超常現象の科学 なぜ人は幽霊が見えるのか

 副題は「なぜ人は幽霊が見えるのか」。この副題からは、心霊現象とか、超常現象といったたぐいを科学的に解明している本のようにも見えます。しかし、事実はそのまったく逆であり、そういった「まか不思議なこと」がまったくのウソもしくは勘違いであることを証明しようとしているのでした。しかもユーモアたっぷりに。

 もしあなたが「幽霊なんて信じない」派だったとしたら、この本を読んで心もスッキリさばさばすることができると思います。占いとか心霊現象をばっさり、UFO研究家の矢追純一も真っ青です。ちなみに、この本にはあんまりUFOの話は出てこないのですが…。

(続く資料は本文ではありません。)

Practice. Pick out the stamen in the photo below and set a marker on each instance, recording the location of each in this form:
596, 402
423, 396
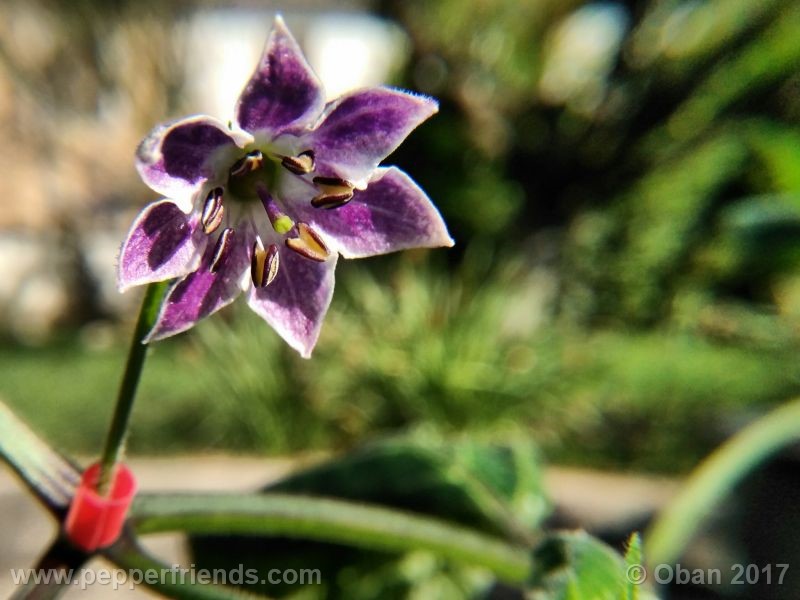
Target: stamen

 そして、もしもあなたが「幽霊は存在すると思う」派であれば、その怖さを増幅してくれます。
 実はこの本、科学といいつつも、心理学や脳科学に頼っているところがあります。要するに、幽霊を見たというのは思い込みもしくは錯覚として説明しているのです。つまり、霊感のある人や幽霊を見たという人は暗示にかかりやすく、思い込みによる錯覚を起こしやすい人であると…。
 しかし、霊感があるという人が暗示にかかりやすいことを説明していないし(その逆は説明しているのですが)、複数の人が同時に恐怖を体験したことに対しては説明ができていないと思います。

 著者が示す実験例はたとえばこんな感じです。20人を会場に集め、液体が入った瓶を見せて「この蓋を開けると強いミントの匂いがします。匂いを感じたら手を上げてください」と言ってから蓋を開けると、多くの人が手を揚げる。瓶の中に入っているのは無臭の水であるにもかかわらずです(206ページで観念運動として説明)。しかしこの説明は暗示をかけた場合であって、だとすると、幽霊が出るなどと全く思えないなような場面では人は幽霊を見ないことになってしまいます。でも、実際には普通の昼の道端とか、暗示的なものが一切なくても幽霊は登場するのですね。これは、私の体験と他の人から聞いた話から、そう考えるのですが。
 まあ、超能力とか幽体離脱、それと占いと予知夢については大いに納得なんだけど、心霊現象だけはどう考えても納得できる説明になっていない。人は理解できないものに恐怖を抱くわけですが、やっぱり怖いですね、幽霊だけは。
 といいつつも、この本は楽しい本です。いろいろとその場でできる錯覚の実験例も載っています。

 ところがです。最後の章のあたりでは、「ああ、そうだよなぁ」と、幽霊よりも怖い現実に私を引き戻してくれました。

249ページ
 この章でお話したようなマインドコントロールは、カルト集団の怪しげな閉じた世界に限られたことだと言えたら、いいのだが。それは事実ではない。じつは、私たちの日常のさまざまな場面で、まったく同じ説得の原則が働いているのだ。
 セールスマンは、売買を成立させるテクニックとして、「段階的要請法」を使う。政治家は異を唱える者を黙らせようとし、見られたくない情報から人の目をそらせようとする。商売人は、「自己正当化」の原則を縦横に使う。品物に対して支払う額が大きいほど、客はその買い物を正当化しようとして、売り手の言いなりになることを十分承知しているのだ。マリアン・キーチの信者は集団に他の人を勧誘することで、自分自身の信仰に自信を強めた。同様に広告代理店は、ある品物を買った客が、判断は間違っていなかったと自分を納得させるため、同じ品物を友人や同僚にも勧めることを知っている。

 結局そうなんですよね。私の場合、幽霊を見ても特に実害はなかったけど(時々思い出すと怖いけど)、30万円で建築本のセットを買わされたのを今思い出すともっと怖い、というか悔しい。もちろん、今もその本は家にあります。なぜか娘の部屋にね。殆ど開いていないけど…。
 それにしても、私はなぜ大金をはたいて何十年も開かない本を買ったんだろうか。